Slashdot Mirror


Research Shows RISC vs. CISC Doesn't Matter

fsterman writes The power advantages brought by the RISC instruction sets used in Power and ARM chips is often pitted against the X86's efficiencies of scale. It's difficult to assess how much the difference between instruction sets matter because teasing out the theoretical efficiency of an ISA from the proficiency of a chip's design team, technical expertise of its manufacturer, and support for architecture-specific optimizations in compilers is nearly impossible . However, new research examining the performance of a variety of ARM, MIPS, and X86 processors gives weight to Intel's conclusion: the benefits of a given ISA to the power envelope of a chip are minute.

16 of 161 comments (clear)

  1. isn't x86 RISC by now? by alen · · Score: 5, Informative

    i've read the legacy x86 instructions were virtualized in the CPU a long time ago and modern intel processors are effectively RISC that translate to x86 in the CPU

    1. Re:isn't x86 RISC by now? by Z80a · · Score: 3, Interesting

      As far i'm aware since the pentium pro line, the intel CPUs are RISCs with translation layers and AMD been on this boat since the original athlon.

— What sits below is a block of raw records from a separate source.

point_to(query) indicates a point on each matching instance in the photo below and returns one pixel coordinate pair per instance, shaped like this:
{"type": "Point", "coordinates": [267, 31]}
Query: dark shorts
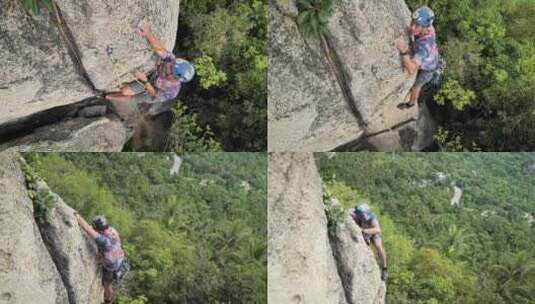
{"type": "Point", "coordinates": [108, 276]}
{"type": "Point", "coordinates": [424, 77]}
{"type": "Point", "coordinates": [371, 237]}
{"type": "Point", "coordinates": [141, 96]}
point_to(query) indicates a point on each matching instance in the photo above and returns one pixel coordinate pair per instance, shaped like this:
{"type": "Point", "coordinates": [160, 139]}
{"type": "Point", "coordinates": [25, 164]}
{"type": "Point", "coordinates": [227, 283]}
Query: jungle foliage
{"type": "Point", "coordinates": [227, 41]}
{"type": "Point", "coordinates": [482, 251]}
{"type": "Point", "coordinates": [198, 236]}
{"type": "Point", "coordinates": [489, 86]}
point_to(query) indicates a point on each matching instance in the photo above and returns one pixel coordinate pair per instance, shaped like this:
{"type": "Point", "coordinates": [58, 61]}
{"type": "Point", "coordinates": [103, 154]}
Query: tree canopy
{"type": "Point", "coordinates": [198, 236]}
{"type": "Point", "coordinates": [480, 251]}
{"type": "Point", "coordinates": [489, 87]}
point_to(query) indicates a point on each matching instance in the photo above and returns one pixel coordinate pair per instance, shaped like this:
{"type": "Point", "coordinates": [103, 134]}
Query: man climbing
{"type": "Point", "coordinates": [161, 86]}
{"type": "Point", "coordinates": [371, 230]}
{"type": "Point", "coordinates": [112, 254]}
{"type": "Point", "coordinates": [425, 61]}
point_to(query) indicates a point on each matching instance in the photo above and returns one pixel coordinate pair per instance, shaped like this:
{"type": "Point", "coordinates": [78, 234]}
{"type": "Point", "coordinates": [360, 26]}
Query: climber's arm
{"type": "Point", "coordinates": [86, 227]}
{"type": "Point", "coordinates": [150, 89]}
{"type": "Point", "coordinates": [408, 62]}
{"type": "Point", "coordinates": [373, 230]}
{"type": "Point", "coordinates": [144, 30]}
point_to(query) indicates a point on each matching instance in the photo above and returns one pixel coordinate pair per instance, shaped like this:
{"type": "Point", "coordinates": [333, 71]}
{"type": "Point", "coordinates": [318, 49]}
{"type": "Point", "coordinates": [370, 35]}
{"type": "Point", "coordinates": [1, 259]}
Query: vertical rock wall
{"type": "Point", "coordinates": [303, 265]}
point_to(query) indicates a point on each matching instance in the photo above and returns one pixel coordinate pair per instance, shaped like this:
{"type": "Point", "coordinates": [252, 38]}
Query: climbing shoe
{"type": "Point", "coordinates": [384, 274]}
{"type": "Point", "coordinates": [405, 105]}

    2. Re:isn't x86 RISC by now? by drinkypoo · · Score: 4, Interesting

      That is correct. Every time this comes up I like to spark a debate over what I perceive as the uselessness of referring to an "instruction set architecture" because that is a bullshit, meaningless term and has been ever since we started making CPUs whose external instructions are decomposed into RISC micro-ops. You could switch out the decoder, leave the internal core completely unchanged, and have a CPU which speaks a different instruction set. It is not an instruction set architecture. That's why the architectures themselves have names. For example, K5 and up can all run x86 code, but none of them actually have logic for each x86 instruction. All of them are internally RISCy. Are they x86-compatible? Obviously. Are they internally x86? No, nothing is any more.

      --
      "You're right," Fisheye says. "I should have set it on 'whip' or 'chop.'"
    3. Re:isn't x86 RISC by now? by Anonymous Coward · · Score: 4, Insightful

      Yes. As noted by the study (That by the way isn't very good.) "When every transistor counts, then every instruction, clock cycle, memory access, and cache level must be carefully budgeted, and the simple design tenets of RISC become advantageous once again."
      Essentially meaning that "If you want as few transistors as possible it doesn't help to have the CISC to RISC translation layer in x86"

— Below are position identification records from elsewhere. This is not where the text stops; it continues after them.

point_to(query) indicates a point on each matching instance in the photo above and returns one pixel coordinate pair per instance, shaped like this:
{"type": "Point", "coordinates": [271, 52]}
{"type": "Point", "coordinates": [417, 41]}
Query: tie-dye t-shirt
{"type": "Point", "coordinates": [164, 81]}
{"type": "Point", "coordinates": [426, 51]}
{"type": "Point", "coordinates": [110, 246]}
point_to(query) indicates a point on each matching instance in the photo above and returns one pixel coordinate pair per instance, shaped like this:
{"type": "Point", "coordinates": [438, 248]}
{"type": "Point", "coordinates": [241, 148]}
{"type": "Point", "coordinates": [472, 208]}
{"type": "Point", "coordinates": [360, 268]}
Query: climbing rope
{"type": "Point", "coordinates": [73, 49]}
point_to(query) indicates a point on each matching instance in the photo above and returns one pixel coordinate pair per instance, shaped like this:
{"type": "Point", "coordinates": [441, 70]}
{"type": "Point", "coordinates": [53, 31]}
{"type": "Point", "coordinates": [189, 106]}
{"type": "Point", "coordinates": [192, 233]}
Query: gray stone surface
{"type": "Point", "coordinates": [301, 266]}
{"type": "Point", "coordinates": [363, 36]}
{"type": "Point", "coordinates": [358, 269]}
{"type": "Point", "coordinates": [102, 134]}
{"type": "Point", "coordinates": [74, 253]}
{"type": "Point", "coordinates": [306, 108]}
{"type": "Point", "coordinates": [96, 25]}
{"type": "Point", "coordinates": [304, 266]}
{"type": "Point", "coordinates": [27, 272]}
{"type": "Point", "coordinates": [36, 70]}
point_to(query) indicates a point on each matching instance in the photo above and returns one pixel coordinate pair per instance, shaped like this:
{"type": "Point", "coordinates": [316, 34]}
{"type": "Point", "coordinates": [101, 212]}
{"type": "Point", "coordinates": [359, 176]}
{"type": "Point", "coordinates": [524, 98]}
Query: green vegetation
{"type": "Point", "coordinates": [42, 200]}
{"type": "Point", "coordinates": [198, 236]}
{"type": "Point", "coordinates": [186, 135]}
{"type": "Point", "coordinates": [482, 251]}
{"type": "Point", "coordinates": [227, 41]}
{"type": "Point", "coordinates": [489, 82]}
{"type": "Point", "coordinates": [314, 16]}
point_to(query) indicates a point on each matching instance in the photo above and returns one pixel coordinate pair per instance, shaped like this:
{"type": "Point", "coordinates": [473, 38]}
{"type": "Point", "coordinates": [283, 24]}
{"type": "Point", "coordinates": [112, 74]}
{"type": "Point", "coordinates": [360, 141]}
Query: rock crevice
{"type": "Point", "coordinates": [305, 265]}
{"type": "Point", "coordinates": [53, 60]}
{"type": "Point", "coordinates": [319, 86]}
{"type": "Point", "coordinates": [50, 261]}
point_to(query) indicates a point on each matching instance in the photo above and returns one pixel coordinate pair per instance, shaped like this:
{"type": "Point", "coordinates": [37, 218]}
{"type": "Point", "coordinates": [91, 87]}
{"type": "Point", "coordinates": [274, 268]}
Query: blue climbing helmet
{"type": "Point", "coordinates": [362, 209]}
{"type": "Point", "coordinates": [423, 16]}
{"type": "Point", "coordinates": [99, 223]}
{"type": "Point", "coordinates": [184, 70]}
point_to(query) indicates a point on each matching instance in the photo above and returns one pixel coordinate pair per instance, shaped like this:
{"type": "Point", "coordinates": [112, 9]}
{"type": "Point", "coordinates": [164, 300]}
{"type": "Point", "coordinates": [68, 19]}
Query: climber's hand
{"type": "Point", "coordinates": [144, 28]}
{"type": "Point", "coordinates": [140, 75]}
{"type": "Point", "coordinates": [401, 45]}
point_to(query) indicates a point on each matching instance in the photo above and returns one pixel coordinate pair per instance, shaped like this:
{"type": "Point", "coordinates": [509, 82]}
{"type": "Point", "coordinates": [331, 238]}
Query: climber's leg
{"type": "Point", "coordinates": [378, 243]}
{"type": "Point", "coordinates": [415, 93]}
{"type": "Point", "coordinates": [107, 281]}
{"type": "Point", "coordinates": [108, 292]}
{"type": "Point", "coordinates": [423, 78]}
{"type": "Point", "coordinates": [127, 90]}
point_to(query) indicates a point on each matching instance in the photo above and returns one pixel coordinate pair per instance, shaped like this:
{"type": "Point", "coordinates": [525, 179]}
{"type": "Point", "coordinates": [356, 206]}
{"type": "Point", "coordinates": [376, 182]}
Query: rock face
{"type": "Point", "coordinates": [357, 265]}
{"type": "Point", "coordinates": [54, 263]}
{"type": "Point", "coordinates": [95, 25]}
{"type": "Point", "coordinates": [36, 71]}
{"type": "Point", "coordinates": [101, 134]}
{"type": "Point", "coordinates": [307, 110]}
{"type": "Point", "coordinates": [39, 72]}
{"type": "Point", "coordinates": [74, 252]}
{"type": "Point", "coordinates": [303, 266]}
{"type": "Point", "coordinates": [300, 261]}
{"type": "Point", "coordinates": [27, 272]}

      They also claim things like "The report notes that in certain, extremely specific cases where die sizes must be 1-2mm2 or power consumption is specced to sub-milliwatt levels, RISC microcontrollers can still have an advantage over their CISC brethren." which clearly indicates that their idea of "embedded" systems is limited to smartphones.
      The cases where you have a battery that can't be recharged on daily basis is hardly an extremely specific case. Not that any CPU they tested is suitable for those applications anyway. They have essentially limited themselves to applications where "not as bad as P4" is acceptable.

    4. Re:isn't x86 RISC by now? by RabidReindeer · · Score: 4, Interesting

      x86 instructions, are in fact, decoded to micro opcodes, so the distinction isn't as useful in this context.

      They're not the only ones. The IBM mainframes have long been VMs implemented on top of various microcode platforms. In fact, one of the original uses of the 8-inch floppy disk was to hold the VM that would be loaded up during the Initial Microprogram Load (IMPL), before the IPL (boot) of the actual OS. So in a sense, the Project Hercules mainframe emulator is just repeating history.

      Nor were they unusual. In school I worked with a minicomputer which not only was a VM on top of microcode, but you could extend the VM by programming to the microcode yourself.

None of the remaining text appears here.